Semi-poesia acerca da comunidade

por Luiz Alberto Mendes

Comunidade

 

Aqui no bairro o principal é a família. Subindo de minha casa para frente, cada uma das casas da rua tem mais de cinco crianças.

Os filhos são a riqueza dos pobres.

As pessoas em condições de vida melhor (e ninguém tem culpa disso) e, portanto de entendimento mais abrangente do mundo e da vida, às vezes, não querem compreender.

Procuramos racionalizar a questão: se ter muitos filhos é motivo da miséria das famílias, como “riquezas”?

É o caso do povo da rua. Eles bebem. E bebem até desmaiarem de tão alcoolizados.

Diríamos, raciocinando linearmente, que se deixasse de beber, mudaria de vida.

Mas estamos insensíveis para perceber que quem vive nas ruas, sujeito à fome, frio, humilhações extremas, depredações e até ser queimado vivo por algum bando de boys vândalos, precisa estar bêbado o maior tempo possível para poder suportar.

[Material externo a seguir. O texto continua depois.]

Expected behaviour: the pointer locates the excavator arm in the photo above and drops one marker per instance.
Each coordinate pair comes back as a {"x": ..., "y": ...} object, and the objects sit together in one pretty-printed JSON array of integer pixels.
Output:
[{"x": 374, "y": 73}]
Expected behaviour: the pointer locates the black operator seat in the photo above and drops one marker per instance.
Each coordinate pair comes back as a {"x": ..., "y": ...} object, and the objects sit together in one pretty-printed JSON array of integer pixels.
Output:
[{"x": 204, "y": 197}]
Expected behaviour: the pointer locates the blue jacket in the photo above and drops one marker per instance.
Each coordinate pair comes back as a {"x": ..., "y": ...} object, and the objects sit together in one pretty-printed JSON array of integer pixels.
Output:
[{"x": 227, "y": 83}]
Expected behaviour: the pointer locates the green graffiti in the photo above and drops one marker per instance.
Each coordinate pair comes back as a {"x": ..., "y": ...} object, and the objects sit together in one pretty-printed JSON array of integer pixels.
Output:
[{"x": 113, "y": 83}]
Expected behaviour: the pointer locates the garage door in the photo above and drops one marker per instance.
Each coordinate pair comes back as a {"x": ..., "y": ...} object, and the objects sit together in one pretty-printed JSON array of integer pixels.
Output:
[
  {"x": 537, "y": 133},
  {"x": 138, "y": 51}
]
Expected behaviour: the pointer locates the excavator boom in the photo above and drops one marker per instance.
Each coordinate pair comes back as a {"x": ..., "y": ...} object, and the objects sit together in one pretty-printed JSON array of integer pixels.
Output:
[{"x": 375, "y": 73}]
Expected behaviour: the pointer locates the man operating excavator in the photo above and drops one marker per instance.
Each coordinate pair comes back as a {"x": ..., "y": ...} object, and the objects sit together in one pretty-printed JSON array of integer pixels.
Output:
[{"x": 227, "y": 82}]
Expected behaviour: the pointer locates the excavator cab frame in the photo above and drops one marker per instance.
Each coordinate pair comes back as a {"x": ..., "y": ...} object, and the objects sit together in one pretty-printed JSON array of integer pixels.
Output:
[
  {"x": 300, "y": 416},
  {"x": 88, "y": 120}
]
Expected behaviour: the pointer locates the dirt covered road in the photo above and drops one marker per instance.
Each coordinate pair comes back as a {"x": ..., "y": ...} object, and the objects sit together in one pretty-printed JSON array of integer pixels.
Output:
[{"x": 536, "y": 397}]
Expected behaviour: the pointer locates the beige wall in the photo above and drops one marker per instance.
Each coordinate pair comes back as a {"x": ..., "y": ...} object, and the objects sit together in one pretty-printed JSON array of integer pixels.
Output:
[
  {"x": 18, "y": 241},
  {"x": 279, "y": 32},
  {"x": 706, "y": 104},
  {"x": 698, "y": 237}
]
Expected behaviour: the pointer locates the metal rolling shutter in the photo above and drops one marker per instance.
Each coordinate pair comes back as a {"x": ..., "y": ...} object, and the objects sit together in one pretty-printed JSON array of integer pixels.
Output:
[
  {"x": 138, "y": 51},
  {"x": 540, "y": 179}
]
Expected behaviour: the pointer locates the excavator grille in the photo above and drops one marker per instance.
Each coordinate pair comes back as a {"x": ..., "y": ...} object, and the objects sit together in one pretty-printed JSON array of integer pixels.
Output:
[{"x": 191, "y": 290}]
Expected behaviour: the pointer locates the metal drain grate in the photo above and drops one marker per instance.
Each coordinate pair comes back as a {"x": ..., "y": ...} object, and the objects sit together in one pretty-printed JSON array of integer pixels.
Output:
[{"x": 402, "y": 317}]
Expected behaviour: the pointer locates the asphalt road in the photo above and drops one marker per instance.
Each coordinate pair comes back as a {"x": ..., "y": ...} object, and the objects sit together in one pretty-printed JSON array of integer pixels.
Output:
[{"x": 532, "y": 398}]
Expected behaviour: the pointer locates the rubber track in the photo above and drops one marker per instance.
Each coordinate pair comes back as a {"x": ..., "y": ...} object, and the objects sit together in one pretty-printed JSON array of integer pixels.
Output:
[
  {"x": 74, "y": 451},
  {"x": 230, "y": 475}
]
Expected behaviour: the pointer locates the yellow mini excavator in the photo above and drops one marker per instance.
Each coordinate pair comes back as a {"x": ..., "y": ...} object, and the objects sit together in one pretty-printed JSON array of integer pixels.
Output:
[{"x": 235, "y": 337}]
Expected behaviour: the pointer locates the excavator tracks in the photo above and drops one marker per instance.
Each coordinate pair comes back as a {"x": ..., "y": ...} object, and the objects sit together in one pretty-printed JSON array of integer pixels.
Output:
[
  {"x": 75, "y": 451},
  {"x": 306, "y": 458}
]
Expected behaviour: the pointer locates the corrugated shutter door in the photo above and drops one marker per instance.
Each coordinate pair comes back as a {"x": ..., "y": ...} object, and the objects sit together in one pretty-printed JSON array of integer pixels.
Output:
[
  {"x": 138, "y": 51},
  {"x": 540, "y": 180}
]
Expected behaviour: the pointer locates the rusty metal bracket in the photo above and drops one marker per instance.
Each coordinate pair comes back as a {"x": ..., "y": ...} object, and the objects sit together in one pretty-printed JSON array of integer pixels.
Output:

Não há como suportar conscientemente.

A riqueza que falamos, é que nas crianças os pais, violentados pela dureza de suas vidas, reencontram suas humanidades.

A delicadeza, ternura, carinho, afeto, amor, desprendimento e a força para levantar antes de clarear para a luta de mais um dia.

Não tendo dinheiro ou posses para substituir todas essas necessidades da sensibilidade humana por compras no shopping ou especular sobre o novo carro do ano, então fazem, amam e criam.

Cada uma dessas frágeis casinhas tornou-se lar à custa de muito suor. Foram anos, décadas até, de muita economia e sacrifício para construir.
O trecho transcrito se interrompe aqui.